Friday, August 15, 2008

A Java-near-speed Groovy

Almost 2 months that I have not posted here. I'm still in the final phase of Google Summer of Code. The world is going to be wonderful when you have got a really good result from your hard work, is that right ?

I'm currently be able to make Groovy speed step closer to Java. It's a high aim, and it's clear to be possible with JVMIT now. I was working on optimising callsites, but could not find a way to make it faster than Alex T.'s implementation because he did really good job of implementing it. So I went back to look at my old GJIT code. What I found is that something had been fooling my eyes for almost a year. There is a way to avoid JVM 6 specific code to implement an agent for JVM 5. Then I re-read AspectJ source again, and found something useful. I has started to re-write a GJIT agent for JVM 5 from then.

My prototype of the second generation of GJIT was done with Soot framework, where I really learned a lot of useful optimisation tricks (e.g., SourceValue).
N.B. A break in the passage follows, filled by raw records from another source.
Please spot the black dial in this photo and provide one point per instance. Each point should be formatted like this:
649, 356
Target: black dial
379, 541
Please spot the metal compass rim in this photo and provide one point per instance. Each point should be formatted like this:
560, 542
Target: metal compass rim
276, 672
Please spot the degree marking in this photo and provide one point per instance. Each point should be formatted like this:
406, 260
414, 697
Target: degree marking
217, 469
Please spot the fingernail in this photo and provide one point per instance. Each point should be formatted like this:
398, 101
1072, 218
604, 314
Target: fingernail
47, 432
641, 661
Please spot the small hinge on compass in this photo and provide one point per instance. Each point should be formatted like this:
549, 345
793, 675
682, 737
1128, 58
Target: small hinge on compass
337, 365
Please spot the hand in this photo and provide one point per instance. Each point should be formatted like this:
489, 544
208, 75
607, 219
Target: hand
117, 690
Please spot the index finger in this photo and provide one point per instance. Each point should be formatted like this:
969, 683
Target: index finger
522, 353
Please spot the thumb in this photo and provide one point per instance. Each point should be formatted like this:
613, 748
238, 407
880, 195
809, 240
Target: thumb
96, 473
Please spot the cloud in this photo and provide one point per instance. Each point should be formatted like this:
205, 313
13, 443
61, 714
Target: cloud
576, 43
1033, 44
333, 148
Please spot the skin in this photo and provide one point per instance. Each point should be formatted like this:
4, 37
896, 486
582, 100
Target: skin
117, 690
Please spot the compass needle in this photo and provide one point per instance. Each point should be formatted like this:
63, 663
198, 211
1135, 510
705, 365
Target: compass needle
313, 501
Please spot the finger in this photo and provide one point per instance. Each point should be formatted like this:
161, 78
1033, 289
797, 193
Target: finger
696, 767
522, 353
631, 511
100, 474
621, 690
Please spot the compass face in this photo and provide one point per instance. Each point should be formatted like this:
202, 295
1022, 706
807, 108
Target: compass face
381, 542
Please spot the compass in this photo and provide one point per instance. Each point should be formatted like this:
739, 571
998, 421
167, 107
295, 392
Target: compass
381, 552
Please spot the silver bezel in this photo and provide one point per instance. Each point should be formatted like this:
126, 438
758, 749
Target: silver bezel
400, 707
Later, I found that Soot is not suite for implementing JIT, because of 1. it's somewhat big structure 2. it's class loading problem. I then have had to implement a whole thing using ASM. It really was a nightmare because there is no Jimple to help your analysis. I re-wrote at least 3-4 version of ASM optimisers, and finally got the current one, which has a good enough structure to patch.

Now my goal is to beat all shootout benchmarks. Here's the result from partial sums benchmark compared with Java on my machine.


$ export JAVA_OPTS="-server"
$ time `java -cp bin alioth.PartialSumsJ 5000000`
real 0m10.246s
user 0m0.030s
sys 0m0.015s

$ time `groovy.bat test/partial_sums.groovy 5000000`
real 0m27.110s
user 0m0.030s
sys 0m0.016s

$ time `groovy.bat test/alioth/PartialSums.groovy 5000000`
real 0m28.409s
user 0m0.030s
sys 0m0.015s

$ export JAVA_OPTS="-server
-javaagent:C:\\groovy-ck1\\healthy\\target\\install\\lib\\gjit-0.1.jar"
$ time `groovy.bat test/alioth/PartialSums.groovy 5000000`
real 0m13.434s
user 0m0.030s
sys 0m0.030s



It's 200% faster than current Groovy, and ~20-30% slower than Java. There's still room to go. I hope to take some more steps closer to Java's speed.

11 comments:

the-very said...

WOW! Awesome!
BTW, are you using groovy 1.5.6 or 1.6-beta1 in benchmark?

chanwit said...

@the-very:

Thanks you :-)
It ran against 1.6-beta2-snapshot from last week's trunk.

Bearophile said...

Can your JIT modified to work with Jython too?

Jacek Furmankiewicz said...

You guys should rush like crazy to make this a stable official build and get as close to Java as possible (if you get within 10% I think that will be enough for many to take notice).

Compared to the lack of progress on Java lang features in Java 7 this may truly give us Java developers a reason to look at Groovy more seriously.

Great work, much respect.

Artur said...

This is quite interesting comparison - but unfortunately, this benchmark is just testing speed of sin and cos in java.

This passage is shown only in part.